Q&A: Emma Roberts of ‘Scream 4’

The State Press spoke with Julia Roberts’ niece Emma Roberts, one of the stars of “Scream 4” opening this Friday.

The State Press: When you saw the first “Scream” movie, did you ever dream of staring in one of the sequels?

Emma Roberts: It was one of those things that I never thought was a possibility. When this came up, I was so intrigued because it’s been so long since the last “Scream.” This seems like a perfect time for this one to come out.

SP: What appeals to you about the thriller/horror genre?

EM: I’m terrified of horror films but I’m a really big fan. Sometimes it’s just really fun to play a character that’s not just sitting around. It’s fun to run around and do some chase scenes and stuff like that.

SP: What drew you to this project?

ER: It’s only once in a lifetime that you get to do a “Scream” movie. I thought it would be really incredible to get to work with Wes Craven, Neve Campbell, Courtney Cox and David Arquette. They had done the last three “Scream” movies, and if they were coming back, I knew this one had to be really amazing. They were all really fun to work with.

SP: Can you tell us how any of the victims in “Scream 4” get killed?

EM: I wish I could tell you. But I can’t. I will say that there’s a lot of blood. I ate some of the blood, and it tasted like maple syrup.

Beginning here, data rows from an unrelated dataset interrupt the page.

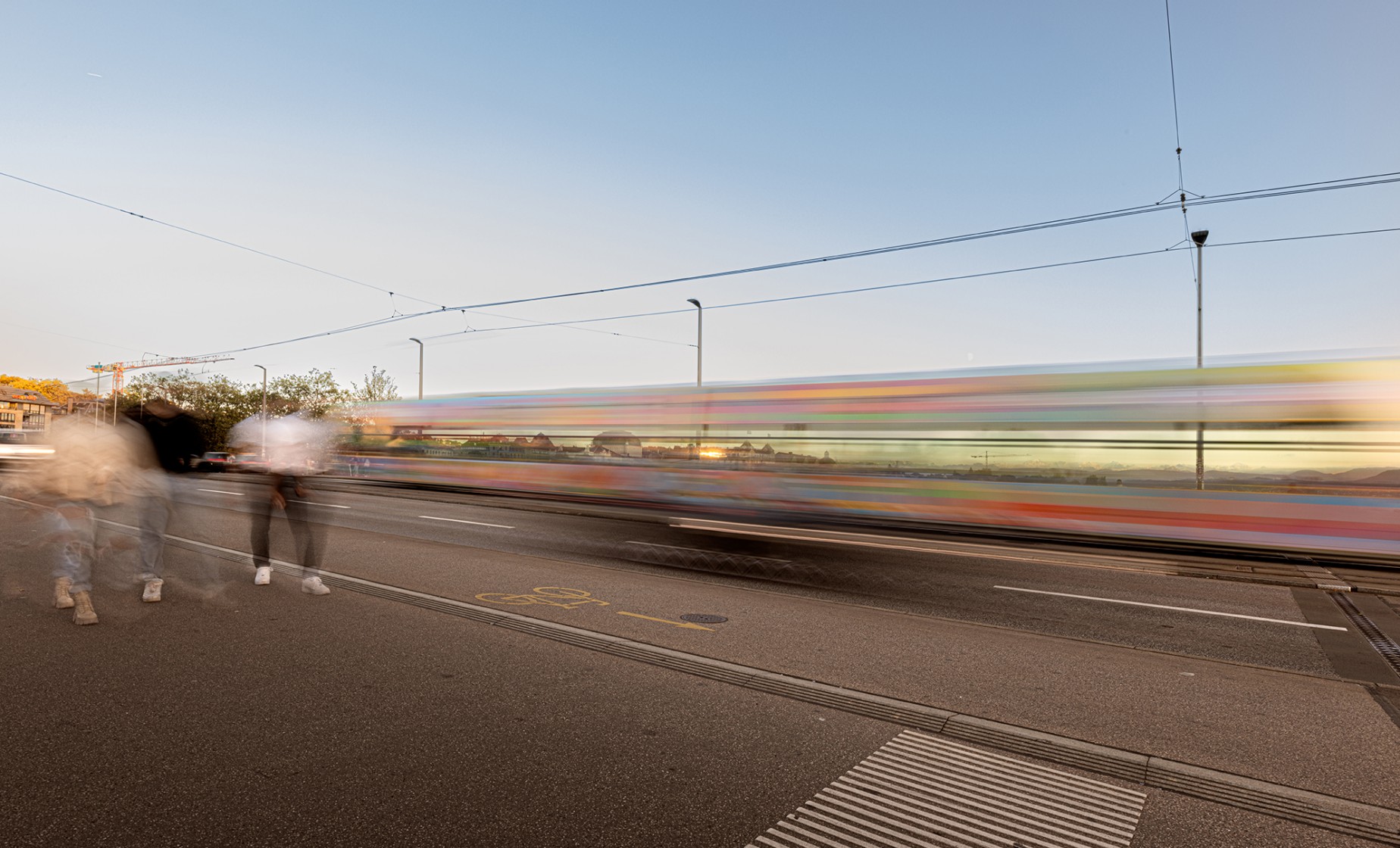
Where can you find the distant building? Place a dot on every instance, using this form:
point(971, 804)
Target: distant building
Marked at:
point(617, 442)
point(21, 409)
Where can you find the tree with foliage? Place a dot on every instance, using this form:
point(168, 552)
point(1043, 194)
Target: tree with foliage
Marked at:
point(219, 402)
point(52, 388)
point(313, 394)
point(377, 387)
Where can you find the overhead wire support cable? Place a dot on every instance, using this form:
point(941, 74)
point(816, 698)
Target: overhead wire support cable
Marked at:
point(1372, 179)
point(214, 238)
point(865, 288)
point(1233, 198)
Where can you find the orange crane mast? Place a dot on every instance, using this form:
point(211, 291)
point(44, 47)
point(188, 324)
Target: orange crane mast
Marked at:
point(120, 369)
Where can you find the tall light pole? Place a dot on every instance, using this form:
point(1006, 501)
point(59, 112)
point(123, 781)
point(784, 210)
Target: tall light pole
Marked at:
point(1198, 237)
point(262, 448)
point(699, 364)
point(699, 338)
point(420, 366)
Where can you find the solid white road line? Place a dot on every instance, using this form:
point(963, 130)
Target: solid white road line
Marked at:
point(1180, 609)
point(462, 521)
point(868, 541)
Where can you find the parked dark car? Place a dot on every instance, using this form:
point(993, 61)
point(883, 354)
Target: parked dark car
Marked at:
point(214, 460)
point(248, 462)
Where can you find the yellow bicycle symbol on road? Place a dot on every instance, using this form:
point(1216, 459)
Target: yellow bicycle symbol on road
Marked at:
point(545, 595)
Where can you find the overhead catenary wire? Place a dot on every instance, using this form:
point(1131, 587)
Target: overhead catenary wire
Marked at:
point(1373, 179)
point(820, 295)
point(1177, 123)
point(1067, 221)
point(214, 238)
point(1233, 198)
point(864, 288)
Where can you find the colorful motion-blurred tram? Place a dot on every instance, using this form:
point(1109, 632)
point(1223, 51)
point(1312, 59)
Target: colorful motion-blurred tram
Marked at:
point(1299, 457)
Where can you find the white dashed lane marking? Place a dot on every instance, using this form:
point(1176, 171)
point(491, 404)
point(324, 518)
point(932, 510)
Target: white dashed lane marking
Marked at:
point(462, 521)
point(1179, 609)
point(920, 790)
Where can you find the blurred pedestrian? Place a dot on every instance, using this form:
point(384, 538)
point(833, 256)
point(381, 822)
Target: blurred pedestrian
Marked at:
point(174, 440)
point(86, 469)
point(290, 447)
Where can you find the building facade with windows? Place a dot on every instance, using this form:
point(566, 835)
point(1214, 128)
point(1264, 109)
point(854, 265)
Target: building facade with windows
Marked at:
point(21, 409)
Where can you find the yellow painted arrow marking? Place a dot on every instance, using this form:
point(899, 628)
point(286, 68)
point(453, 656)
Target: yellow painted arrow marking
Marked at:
point(670, 622)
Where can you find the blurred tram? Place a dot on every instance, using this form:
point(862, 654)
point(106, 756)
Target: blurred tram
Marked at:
point(1298, 457)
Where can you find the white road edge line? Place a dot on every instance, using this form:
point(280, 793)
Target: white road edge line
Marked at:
point(1180, 609)
point(462, 521)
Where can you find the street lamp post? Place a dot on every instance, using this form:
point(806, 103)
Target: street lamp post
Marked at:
point(420, 366)
point(699, 363)
point(1198, 237)
point(699, 338)
point(262, 448)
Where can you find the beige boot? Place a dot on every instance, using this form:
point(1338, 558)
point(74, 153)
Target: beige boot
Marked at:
point(83, 613)
point(62, 599)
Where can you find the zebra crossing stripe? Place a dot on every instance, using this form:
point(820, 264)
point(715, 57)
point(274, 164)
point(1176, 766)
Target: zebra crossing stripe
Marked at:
point(920, 791)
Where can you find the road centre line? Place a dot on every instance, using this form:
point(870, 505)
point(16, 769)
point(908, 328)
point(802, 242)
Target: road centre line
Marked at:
point(462, 521)
point(1180, 609)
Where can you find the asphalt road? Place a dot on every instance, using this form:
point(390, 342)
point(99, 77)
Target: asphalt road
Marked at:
point(1023, 591)
point(241, 716)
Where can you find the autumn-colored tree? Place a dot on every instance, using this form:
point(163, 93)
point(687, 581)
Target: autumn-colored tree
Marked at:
point(52, 388)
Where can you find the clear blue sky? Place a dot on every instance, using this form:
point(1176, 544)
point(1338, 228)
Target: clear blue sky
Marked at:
point(468, 153)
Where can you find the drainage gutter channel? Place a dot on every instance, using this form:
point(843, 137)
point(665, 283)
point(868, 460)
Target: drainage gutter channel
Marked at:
point(1304, 806)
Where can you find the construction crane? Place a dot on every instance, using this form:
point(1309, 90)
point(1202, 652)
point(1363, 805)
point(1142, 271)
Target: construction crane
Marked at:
point(986, 458)
point(120, 369)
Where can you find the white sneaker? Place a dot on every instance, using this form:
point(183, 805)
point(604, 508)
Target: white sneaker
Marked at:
point(62, 599)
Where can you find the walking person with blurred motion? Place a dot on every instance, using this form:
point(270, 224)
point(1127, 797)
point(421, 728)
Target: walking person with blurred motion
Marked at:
point(174, 441)
point(290, 448)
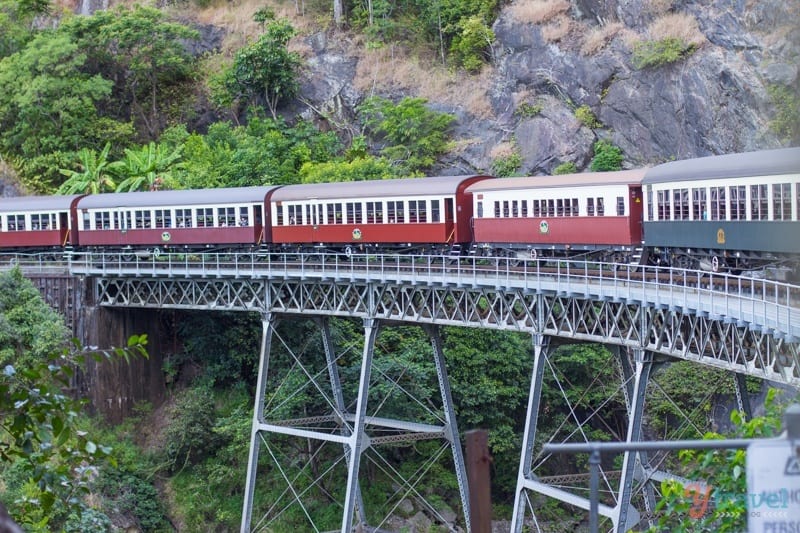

SP: What are some of the new rules of horror movies that “Scream 4” confronts?

EM: Virgins can die now.

SP: Were there any pranks on set?

EM: Wes Craven was the biggest prankster on set. He got everyone. There was this one scene Hayden [Panettiere] was supposed to open a closet and nobody was supposed to be in there. Then all of a sudden this guy pops out and scares the crap out of her. Then a couple days latter I fell for the same thing.

SP: What have you learned from your experience in “Scream 4?”

EM: Don’t go into parking structures at night without a friend. Don’t ever say, “I’ll be right back,” because you probably won’t be.

SP: What’s your favorite scary movie?

EM: “The Ring,” because it genuinely traumatized me for two years after I saw it.